To what extent are these customers blaming the hammer for hitting their thumb?

(Legitimate question: I manage several PB with ZFS and would like to know where I should be more cautious.)

A great deal. Which is why my cringe reflex still activates when I read about people running ZFS in places that aren't super tightly configured. ZFS is just such a massively complex piece of software.

There were legitimate bugs in ZFS that we hit. Mostly around ZIL/SLOG and L2ARC and the umpteen million knobs that one can tweak.

Customers blowing off their feet with ZFS because they felt the need to tweak tunables they didn’t need to use, or didn’t properly understand, is not the fault of ZFS though.

You can do the same with just about any file system. In the Windows world you can blow your feet off with NTFS configuration too.

Of course there have been bugs, but every filesystem has had data-impacting bugs. Redundancy and backups are a critical caveat for all file systems for a reason. I once heard it said that “you can always afford to lose the data you don’t have backed up”. I do not think that broadly applies (such as with individuals), but it certainly applies in most business contexts.

Yeah, my reaction to it usually that's so quickly recommended so frequently for general use.

Obviously there's footguns in everything. Filesystem ones are just especially impactful.

> A great deal. Which is why my cringe reflex (...)

Can you provide some specifics? So far all I see is vague complains with no substance, and when complainers are lightly pressed they go defensive.
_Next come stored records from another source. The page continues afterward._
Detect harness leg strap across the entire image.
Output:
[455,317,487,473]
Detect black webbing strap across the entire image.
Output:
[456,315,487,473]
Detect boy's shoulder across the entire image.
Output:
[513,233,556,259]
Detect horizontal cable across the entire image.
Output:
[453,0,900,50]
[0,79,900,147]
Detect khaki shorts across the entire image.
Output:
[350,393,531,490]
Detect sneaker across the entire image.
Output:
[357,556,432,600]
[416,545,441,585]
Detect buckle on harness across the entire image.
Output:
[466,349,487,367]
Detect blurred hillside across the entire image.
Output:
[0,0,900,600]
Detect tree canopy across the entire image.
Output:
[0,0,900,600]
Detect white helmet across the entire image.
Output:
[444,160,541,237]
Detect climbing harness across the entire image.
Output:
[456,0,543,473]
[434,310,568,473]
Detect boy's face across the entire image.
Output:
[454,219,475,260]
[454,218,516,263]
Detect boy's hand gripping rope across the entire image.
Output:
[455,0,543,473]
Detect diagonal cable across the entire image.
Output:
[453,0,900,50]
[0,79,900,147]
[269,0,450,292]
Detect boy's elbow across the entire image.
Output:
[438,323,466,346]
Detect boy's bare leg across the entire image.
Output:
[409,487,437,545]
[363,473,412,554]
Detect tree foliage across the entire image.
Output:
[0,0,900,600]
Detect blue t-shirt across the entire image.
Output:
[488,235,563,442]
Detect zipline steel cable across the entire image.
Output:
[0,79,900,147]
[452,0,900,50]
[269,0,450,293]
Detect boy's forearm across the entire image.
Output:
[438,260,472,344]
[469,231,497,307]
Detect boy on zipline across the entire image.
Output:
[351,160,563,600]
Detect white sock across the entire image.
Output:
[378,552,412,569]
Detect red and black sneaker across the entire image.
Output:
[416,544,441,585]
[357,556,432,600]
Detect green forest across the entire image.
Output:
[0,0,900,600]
I don't have specifics for how many people running a fork of ZFS on Linux (or the fork for opensolaris, nexenta, etc) have copy-pasted some configuration from a wiki/forum/stackexchange and resulted in a pool that's misconfigured in some subtly fatal way. I don't have any personal anecdotes to share about my own homelab or enterprise IT experience with ZFS because I don't use it at home and nowhere I've worked in IT has used it.

I did live specific situations over several years in a support engineer role where a double digit percentage of customers in enterprise configurations that ended up somewhere between terrible performance and catastrophic data loss due to the misunderstood configuration of a very complex piece of software.
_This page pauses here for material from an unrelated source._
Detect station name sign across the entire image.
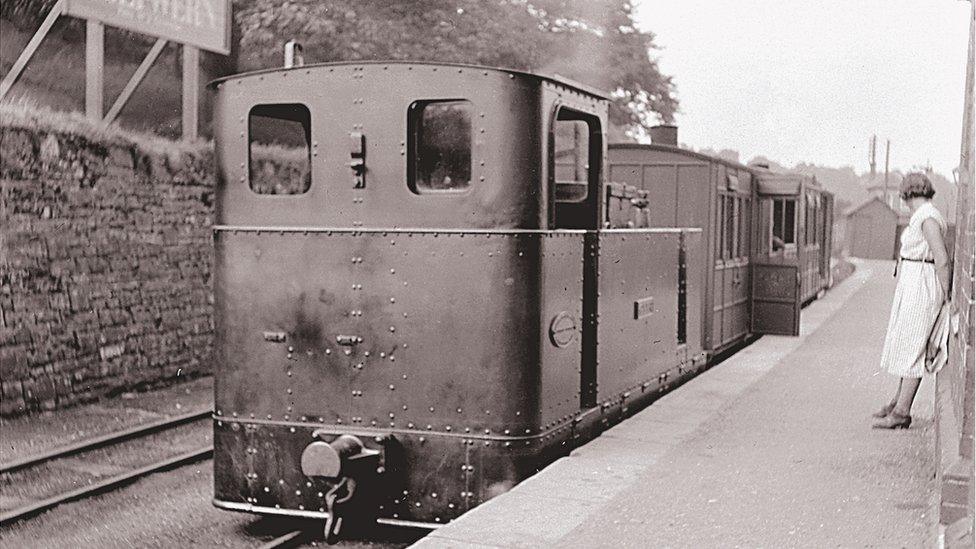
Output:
[65,0,231,55]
If you wanna use ZFS, use ZFS. I'm not the internets crusader against it. I have no doubt there's thousands of PB out there of perfectly happy, well configured and healthy zpools. It has some truely next-gen features that are extremely useful. I've just seen it recommended so, so many times as a panacea when something simpler would be just as safe and long lasting.

It's kinda like using Kubernetes to run a few containers. Right?

Pool feature mismatch on send receive, dedup send receive, new features breaking randomly on bleeding edge releases
The intent of feature flags in ZFS is to denote changes in on-disk structures. Replication isn’t supported between pools that don’t support the same flags because otherwise ZFS couldn’t read the data from disk properly on the receiving sides.

There are workarounds, with their respective caveats and warnings.

> source: worked as a support engineer for a block storage company, witnessed hundreds of customers blowing one or both of their feet off with ZFS.

The phrasing of this tends me to believe that the customers set up ZFS in a 'strange' (?) way. Or was this a bug(s) with-in ZFS itself?

Because when people talk about Btrfs issues, they are talking about the code itself and bugs that cause volumes to go AWOL and such.

(All file systems have foot-guns.)

Mostly customers thinking they fully understand the thousands of parameters in ZFS.

There was a _very_ nasty bug in the ZFS L2ARC that took out a few PB at a couple of large installations. This was back in 2012/2013 when multiple PBs was very expensive. Was a case of ZFS putting data from the ARC into the pool after the ZIL/SLOG had been flushed.

Can you give an example because to me it always appeared as NIH copy-cat fs?